I've always found that the most serendipitous encounters happen when I really don't have the time, I'm dead tired, and I'm totally stressed out - in other words, when I'm traveling.
You know how it is. You rush to the airport through horrendous traffic, fight for a parking space, and schlup your luggage through crowds of crying children, tottering old men, and ladies in 4-inch heels, juggling two carry-on bags, a floor-length winter coat, and a purse the size of Kansas.
You inch your way along a security line that snakes through two time zones, all the while struggling to hang onto your boarding pass, your ID and your sanity. By the time you've shed your shoes, your belt, your watch, your eyeglasses, your cell phone, and your dignity, you don't care if they send you through a metal detector or a strip search. You just want to get to your gate before the whole weekend is over.
For me, when I'm finally on the plane, have stowed my carry-on overhead, and have my seatbelt fastened, the last thing I need is Chatty Cathy in the next seat.
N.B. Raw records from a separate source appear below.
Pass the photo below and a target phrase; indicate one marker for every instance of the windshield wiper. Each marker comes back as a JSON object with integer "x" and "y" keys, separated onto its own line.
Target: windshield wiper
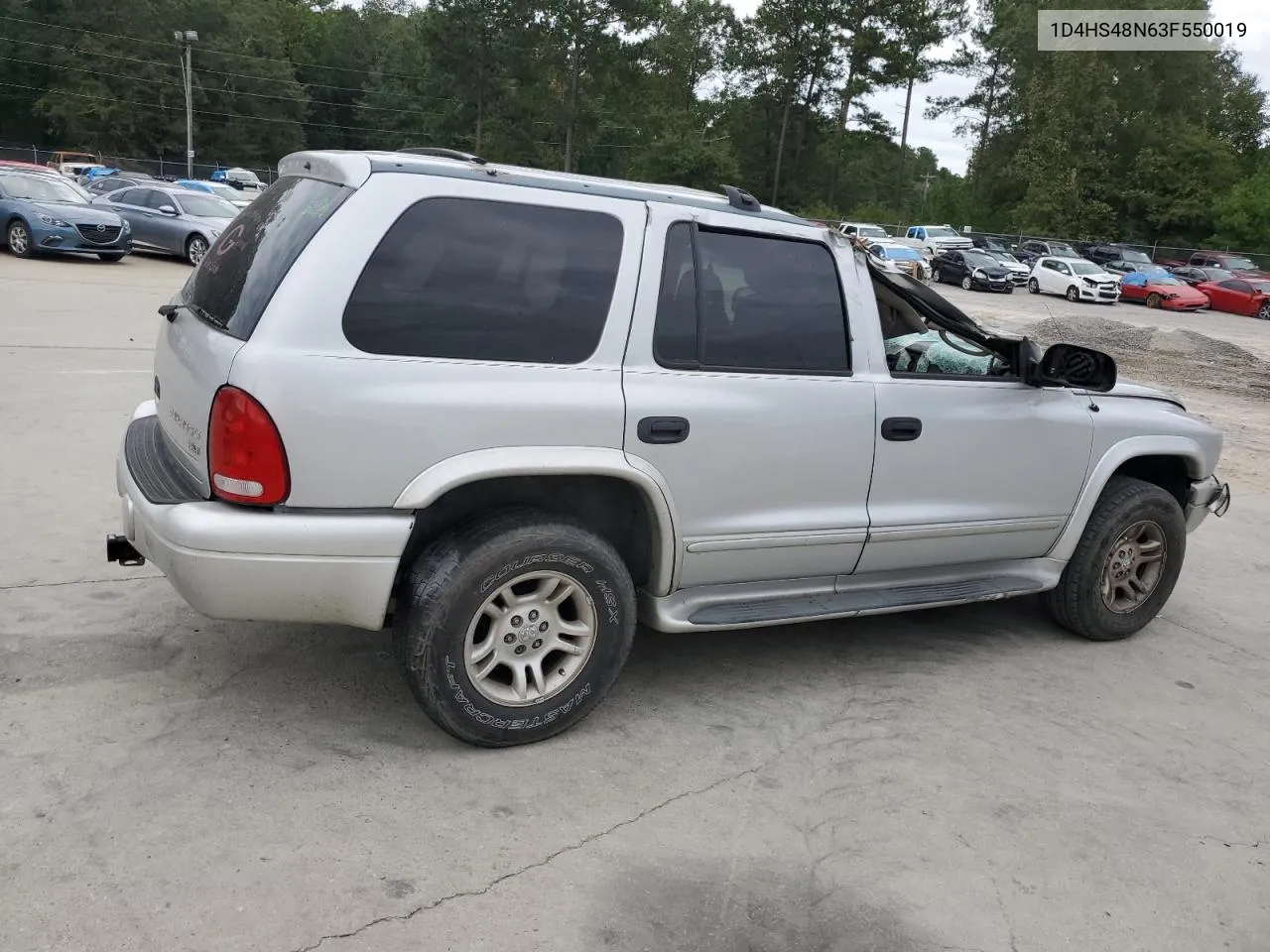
{"x": 169, "y": 311}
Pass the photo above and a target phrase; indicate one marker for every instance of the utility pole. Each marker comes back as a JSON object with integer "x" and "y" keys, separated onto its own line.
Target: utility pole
{"x": 189, "y": 39}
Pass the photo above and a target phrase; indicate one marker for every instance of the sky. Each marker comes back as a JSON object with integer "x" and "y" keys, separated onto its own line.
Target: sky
{"x": 953, "y": 153}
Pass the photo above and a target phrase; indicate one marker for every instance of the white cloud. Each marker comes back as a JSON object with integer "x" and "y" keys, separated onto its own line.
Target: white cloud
{"x": 953, "y": 153}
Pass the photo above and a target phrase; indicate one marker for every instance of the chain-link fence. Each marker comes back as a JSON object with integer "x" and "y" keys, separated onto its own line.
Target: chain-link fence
{"x": 159, "y": 167}
{"x": 1165, "y": 254}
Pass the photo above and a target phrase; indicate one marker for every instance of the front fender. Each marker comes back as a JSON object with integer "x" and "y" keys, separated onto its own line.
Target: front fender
{"x": 1189, "y": 449}
{"x": 497, "y": 462}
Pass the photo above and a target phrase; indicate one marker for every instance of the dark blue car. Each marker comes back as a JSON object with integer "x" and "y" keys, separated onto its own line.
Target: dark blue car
{"x": 41, "y": 213}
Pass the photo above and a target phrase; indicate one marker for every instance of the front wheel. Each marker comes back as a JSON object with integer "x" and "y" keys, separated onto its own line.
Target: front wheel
{"x": 1125, "y": 563}
{"x": 19, "y": 239}
{"x": 515, "y": 627}
{"x": 194, "y": 249}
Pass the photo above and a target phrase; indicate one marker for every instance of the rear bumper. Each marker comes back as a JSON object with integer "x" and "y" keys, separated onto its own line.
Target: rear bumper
{"x": 231, "y": 561}
{"x": 1209, "y": 495}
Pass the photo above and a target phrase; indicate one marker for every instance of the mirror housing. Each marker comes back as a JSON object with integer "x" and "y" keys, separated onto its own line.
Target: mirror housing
{"x": 1072, "y": 366}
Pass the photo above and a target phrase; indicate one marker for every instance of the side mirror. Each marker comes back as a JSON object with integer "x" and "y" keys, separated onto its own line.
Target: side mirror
{"x": 1071, "y": 366}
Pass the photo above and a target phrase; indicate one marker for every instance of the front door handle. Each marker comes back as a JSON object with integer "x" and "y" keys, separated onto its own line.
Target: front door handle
{"x": 901, "y": 429}
{"x": 663, "y": 429}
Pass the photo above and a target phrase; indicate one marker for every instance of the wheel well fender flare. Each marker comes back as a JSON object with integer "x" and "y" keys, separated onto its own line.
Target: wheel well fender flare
{"x": 499, "y": 462}
{"x": 1183, "y": 448}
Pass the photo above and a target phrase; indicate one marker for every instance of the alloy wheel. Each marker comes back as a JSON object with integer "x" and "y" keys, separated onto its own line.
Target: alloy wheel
{"x": 530, "y": 639}
{"x": 1134, "y": 566}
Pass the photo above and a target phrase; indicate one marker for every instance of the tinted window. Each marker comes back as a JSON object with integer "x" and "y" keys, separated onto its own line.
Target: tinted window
{"x": 766, "y": 304}
{"x": 235, "y": 281}
{"x": 488, "y": 281}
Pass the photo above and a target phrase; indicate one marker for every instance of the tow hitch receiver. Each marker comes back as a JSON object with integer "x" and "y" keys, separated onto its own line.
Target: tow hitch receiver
{"x": 119, "y": 549}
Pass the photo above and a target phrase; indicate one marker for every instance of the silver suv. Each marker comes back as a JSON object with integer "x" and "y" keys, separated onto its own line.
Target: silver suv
{"x": 508, "y": 412}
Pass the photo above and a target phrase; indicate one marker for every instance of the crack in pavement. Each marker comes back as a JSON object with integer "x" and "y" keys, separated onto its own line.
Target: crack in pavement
{"x": 544, "y": 861}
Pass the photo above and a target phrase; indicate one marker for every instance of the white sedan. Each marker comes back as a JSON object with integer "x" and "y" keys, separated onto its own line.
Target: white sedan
{"x": 1074, "y": 278}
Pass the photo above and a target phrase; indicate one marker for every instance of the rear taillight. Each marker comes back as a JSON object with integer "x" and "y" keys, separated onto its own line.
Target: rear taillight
{"x": 245, "y": 458}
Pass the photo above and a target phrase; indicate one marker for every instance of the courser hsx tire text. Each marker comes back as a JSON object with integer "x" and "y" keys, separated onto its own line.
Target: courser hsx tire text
{"x": 1125, "y": 565}
{"x": 493, "y": 621}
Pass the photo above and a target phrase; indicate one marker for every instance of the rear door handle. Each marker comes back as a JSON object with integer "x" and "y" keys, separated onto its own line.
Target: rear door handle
{"x": 901, "y": 429}
{"x": 662, "y": 429}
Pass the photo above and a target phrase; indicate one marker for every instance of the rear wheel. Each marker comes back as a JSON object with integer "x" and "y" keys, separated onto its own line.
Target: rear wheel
{"x": 515, "y": 627}
{"x": 1125, "y": 563}
{"x": 19, "y": 239}
{"x": 195, "y": 248}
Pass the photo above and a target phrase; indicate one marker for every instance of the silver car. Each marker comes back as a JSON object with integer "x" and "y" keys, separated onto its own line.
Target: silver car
{"x": 173, "y": 220}
{"x": 509, "y": 412}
Yet, invariably, that's what I get. And, without exception, I can look back later and see it was meant to be.
Last spring when I flew to Washington, D.C., I was seated next to a 20-something girl from India. Though I was reading a book when Ooma (not her real name) sat down, she introduced herself and immediately started telling me her life story.
She related how her parents had arranged for her to marry an Indian man she had only met once, and how she had moved with him to America knowing that he only wanted a wife to cook and clean. What she didn't know was that she was never to speak to him unless he spoke to her first, and she could never go anywhere without his permission.
After two years of such repression, Ooma simply left him. She had no place to live, no money, no job skills, and could barely speak English. But she found a place in a shelter, filed for divorce, enrolled in junior college, and in two years, had her associate's degree, her own apartment, a driver's license, a cell phone and a job.
What she didn't have was a family. Ooma was desperately lonely. So that day, for two hours, I became the mother she needed. I listened, praised her accomplishments, encouraged her dreams, and left her my name, my phone number, my e-mail and a big hug.
This past holiday weekend we flew to Alabama for Thanksgiving. Our return flight left at 6:35 am. At that hour people should be sleepy and self absorbed. I was, but not so the man next to me.
Mr. Causey immediately introduced himself and told me he was headed to Orlando for a free Disney cruise, compliments of The Make-A-Wish Foundation. He explained how his 13-year-old daughter, Courtney, seated just across the aisle with her mother and sister, has an inoperable brain stem tumor that could burst and end her life at any moment.
I listened and marveled as this proud but hurting father related how they discovered the tumor and how Courtney manages her disease, plus juvenile diabetes, with amazing strength and determination. Knowing she could die anytime, Courtney has taken up horseback riding, even winning medals in dressage competition.
By the time our plane landed, I felt like the luckiest parent alive. I wished Mr. Causey a happy cruise, promised to pray for Courtney, and immediately dialed my healthy children to tell them how much I Iove them.